Menurut keterangan dari pihak berwenang, gempa dahsyat yang terjadi pada pukul 10.00 WIB itu mengguncang wilayah perbatasan dan menyebabkan kerusakan pada beberapa infrastruktur penting. Getaran gempa yang dirasakan sampai ke kota-kota besar memicu kepanikan di kalangan warga, dan sejumlah bangunan mengalami retak serta kerusakan struktural. Meski demikian, gempa tersebut tidak langsung menyebabkan korban jiwa signifikan.
Hanya tiga jam kemudian, tepatnya sekitar pukul 13.00 WIB, serangan udara dilaporkan kembali terjadi. Dalam serangan yang dilakukan oleh pasukan udara junta, beberapa area strategis di wilayah yang terdampak gempa diserang secara bersamaan. Menurut saksi mata, suara ledakan dan asap tebal terlihat menghiasi langit di atas beberapa kota kecil di Myanmar. Dalam insiden ini, pihak militer mengonfirmasi bahwa serangan tersebut merupakan bagian dari operasi keamanan yang sedang berlangsung, meskipun penjelasan rinci mengenai target dan tujuan serangan belum diungkapkan secara resmi.
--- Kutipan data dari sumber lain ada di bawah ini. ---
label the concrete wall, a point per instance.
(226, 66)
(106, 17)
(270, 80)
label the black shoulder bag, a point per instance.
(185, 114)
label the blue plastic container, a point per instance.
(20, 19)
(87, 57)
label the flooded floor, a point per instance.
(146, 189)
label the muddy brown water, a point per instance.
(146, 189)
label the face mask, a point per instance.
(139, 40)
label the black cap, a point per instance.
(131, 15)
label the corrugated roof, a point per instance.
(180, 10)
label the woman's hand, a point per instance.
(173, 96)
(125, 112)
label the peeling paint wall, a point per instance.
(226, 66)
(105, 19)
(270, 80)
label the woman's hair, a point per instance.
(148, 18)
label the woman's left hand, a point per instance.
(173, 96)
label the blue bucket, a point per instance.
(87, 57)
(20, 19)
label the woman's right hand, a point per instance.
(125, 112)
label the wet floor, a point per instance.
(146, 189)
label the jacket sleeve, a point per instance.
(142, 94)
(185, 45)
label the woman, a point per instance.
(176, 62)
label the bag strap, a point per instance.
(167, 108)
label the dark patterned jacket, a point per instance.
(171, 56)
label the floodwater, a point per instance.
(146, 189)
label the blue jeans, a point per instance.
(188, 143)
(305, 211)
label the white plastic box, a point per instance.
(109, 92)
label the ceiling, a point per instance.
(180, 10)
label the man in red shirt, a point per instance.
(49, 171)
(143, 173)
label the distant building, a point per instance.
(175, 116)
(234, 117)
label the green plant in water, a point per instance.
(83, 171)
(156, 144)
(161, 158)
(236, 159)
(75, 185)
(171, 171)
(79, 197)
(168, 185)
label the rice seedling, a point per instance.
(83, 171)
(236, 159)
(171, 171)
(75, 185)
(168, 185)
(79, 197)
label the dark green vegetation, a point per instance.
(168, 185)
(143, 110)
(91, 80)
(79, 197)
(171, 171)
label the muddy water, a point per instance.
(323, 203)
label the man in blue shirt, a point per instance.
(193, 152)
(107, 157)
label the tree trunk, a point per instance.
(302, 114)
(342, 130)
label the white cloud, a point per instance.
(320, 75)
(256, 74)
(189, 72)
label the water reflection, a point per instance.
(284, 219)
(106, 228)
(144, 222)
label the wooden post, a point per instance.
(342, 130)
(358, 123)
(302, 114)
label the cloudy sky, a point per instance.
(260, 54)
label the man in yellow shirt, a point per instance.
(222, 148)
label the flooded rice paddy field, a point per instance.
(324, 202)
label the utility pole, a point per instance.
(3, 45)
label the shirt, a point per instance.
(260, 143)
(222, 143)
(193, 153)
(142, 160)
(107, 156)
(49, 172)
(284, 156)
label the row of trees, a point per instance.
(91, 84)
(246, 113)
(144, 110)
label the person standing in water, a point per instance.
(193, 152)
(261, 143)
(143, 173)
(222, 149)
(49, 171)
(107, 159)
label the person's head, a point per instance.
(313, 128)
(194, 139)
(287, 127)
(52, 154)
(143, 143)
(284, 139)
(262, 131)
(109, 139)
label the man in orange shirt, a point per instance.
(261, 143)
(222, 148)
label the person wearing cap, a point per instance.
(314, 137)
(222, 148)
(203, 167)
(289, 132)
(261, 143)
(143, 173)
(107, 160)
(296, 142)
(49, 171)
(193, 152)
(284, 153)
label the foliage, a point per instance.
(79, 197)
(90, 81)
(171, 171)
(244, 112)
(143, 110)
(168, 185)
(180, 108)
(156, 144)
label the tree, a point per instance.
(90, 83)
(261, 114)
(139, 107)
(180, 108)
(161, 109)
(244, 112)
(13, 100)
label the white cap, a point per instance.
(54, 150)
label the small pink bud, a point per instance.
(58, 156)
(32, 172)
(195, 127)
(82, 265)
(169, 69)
Data awal dari Kantor Berita Myanmar menyebutkan bahwa sebanyak 7 orang dilaporkan tewas akibat serangan udara tersebut. Korban-korban yang tewas diduga merupakan warga sipil yang berada di dekat lokasi serangan, meskipun informasi lebih lanjut mengenai identitas dan usia korban masih dalam proses verifikasi. Selain itu, beberapa laporan menyebutkan bahwa sejumlah warga mengalami luka-luka dan harus segera mendapatkan perawatan medis di rumah sakit setempat.
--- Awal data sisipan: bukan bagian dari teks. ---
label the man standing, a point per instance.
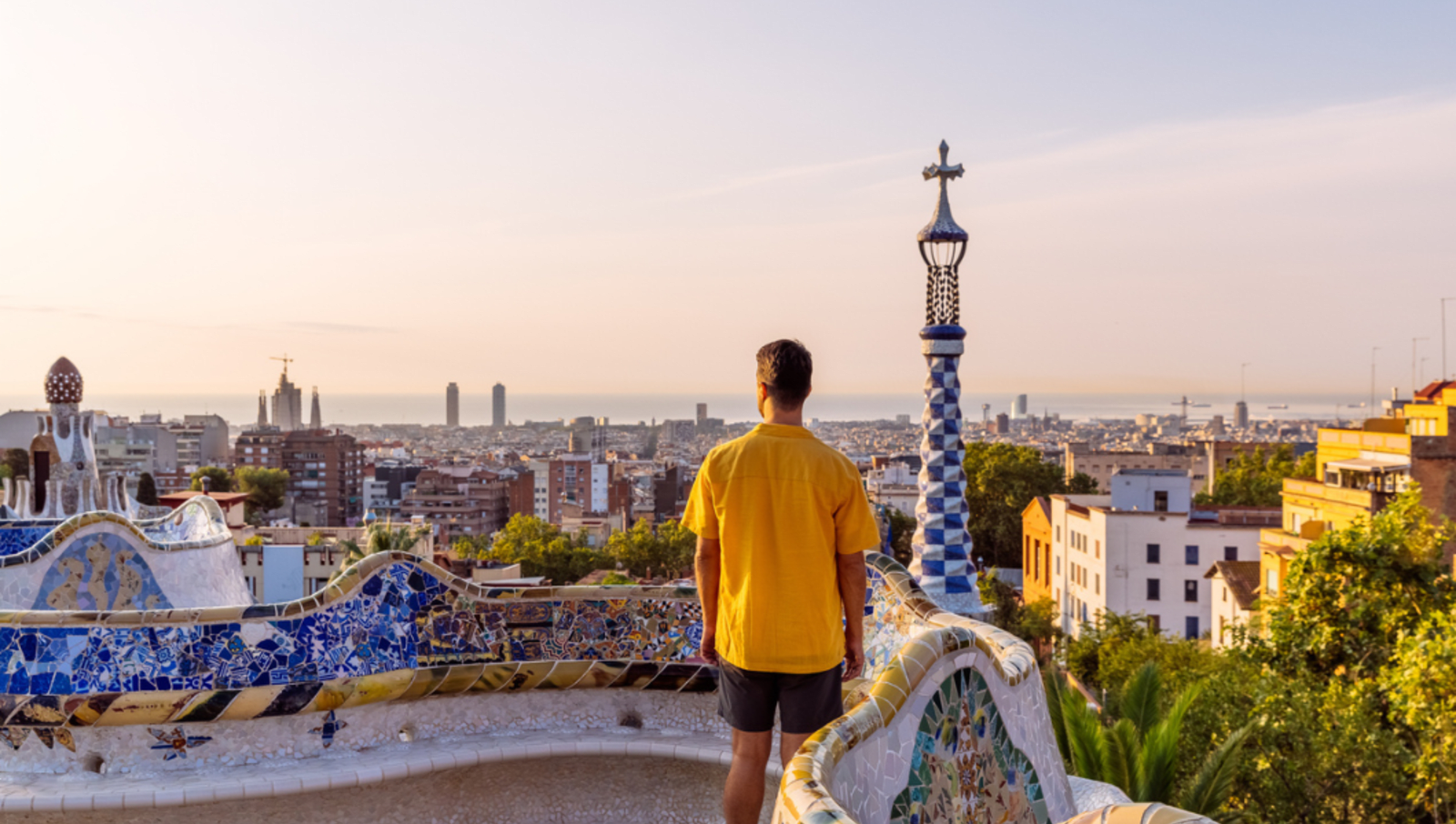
(783, 525)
Para analis politik menyatakan bahwa serangan udara ini kemungkinan merupakan respons atau langkah provokatif dari junta untuk menunjukkan kekuatan militer di tengah situasi pasca-gempa yang masih penuh dengan ketidakpastian. “Menggabungkan momen bencana alam dengan operasi militer menunjukkan adanya kecenderungan untuk memanfaatkan kekacauan sebagai momentum untuk mempertegas otoritas,” ujar seorang analis dari lembaga riset politik di Bangkok. Meski demikian, langkah tersebut menuai kecaman dari berbagai pihak, termasuk organisasi HAM internasional yang mendesak agar operasi militer dihentikan dan prioritas diberikan kepada penanganan bencana.
Sementara itu, masyarakat di wilayah terdampak serangan udara semakin dilanda kesedihan dan kekhawatiran. Banyak warga yang harus mengungsi karena rumah mereka rusak akibat gempa dan serangan militer yang terjadi beberapa jam kemudian. Pengungsi ini kini menunggu bantuan darurat dari pemerintah dan organisasi kemanusiaan untuk mendapatkan bantuan medis, pangan, dan tempat tinggal sementara.
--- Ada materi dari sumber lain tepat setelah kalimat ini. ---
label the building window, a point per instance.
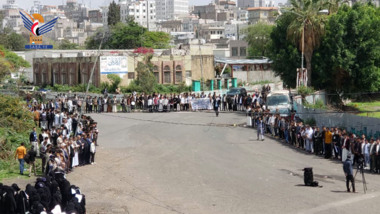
(167, 74)
(157, 76)
(63, 79)
(243, 51)
(234, 51)
(131, 76)
(178, 74)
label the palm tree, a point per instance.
(307, 27)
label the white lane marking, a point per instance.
(340, 203)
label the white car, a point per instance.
(279, 102)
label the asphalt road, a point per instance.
(193, 163)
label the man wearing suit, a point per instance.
(348, 171)
(260, 129)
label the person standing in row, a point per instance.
(260, 129)
(32, 159)
(328, 141)
(19, 155)
(216, 102)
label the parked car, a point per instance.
(279, 102)
(237, 91)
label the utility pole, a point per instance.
(201, 60)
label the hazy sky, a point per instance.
(27, 4)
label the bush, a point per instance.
(115, 81)
(318, 105)
(310, 122)
(131, 88)
(305, 91)
(15, 124)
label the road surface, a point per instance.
(194, 163)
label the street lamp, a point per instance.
(303, 37)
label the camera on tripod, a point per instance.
(360, 162)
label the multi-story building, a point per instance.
(171, 9)
(11, 16)
(77, 12)
(233, 29)
(143, 12)
(73, 67)
(215, 12)
(262, 14)
(95, 16)
(244, 4)
(170, 26)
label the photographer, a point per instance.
(348, 171)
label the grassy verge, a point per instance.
(367, 109)
(15, 124)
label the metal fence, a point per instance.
(352, 123)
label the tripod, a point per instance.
(361, 168)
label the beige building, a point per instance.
(172, 66)
(262, 14)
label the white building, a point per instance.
(143, 12)
(255, 3)
(233, 29)
(11, 16)
(171, 9)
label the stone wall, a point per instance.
(256, 76)
(352, 123)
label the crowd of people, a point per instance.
(330, 142)
(51, 194)
(147, 102)
(65, 141)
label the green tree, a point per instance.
(115, 82)
(128, 36)
(284, 55)
(67, 45)
(307, 23)
(258, 38)
(10, 62)
(113, 14)
(349, 57)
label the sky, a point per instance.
(27, 4)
Pemerintah Myanmar sendiri belum memberikan pernyataan resmi terkait rangkaian peristiwa ini. Namun, sejumlah pejabat tinggi di junta diketahui tengah melakukan pertemuan darurat untuk membahas langkah-langkah penanggulangan dan strategi keamanan ke depan. Internasional, sejumlah negara dan organisasi kemanusiaan mengimbau agar pihak militer menghentikan serangan dan fokus pada upaya penyelamatan serta pemulihan pasca-bencana.
Dengan situasi yang semakin kompleks, penekanan pada perlunya bantuan kemanusiaan dan upaya diplomatik untuk menenangkan situasi di Myanmar menjadi semakin mendesak. Masyarakat internasional berharap agar krisis ini segera mendapatkan penanganan yang menyeluruh guna mengurangi penderitaan warga sipil yang terdampak.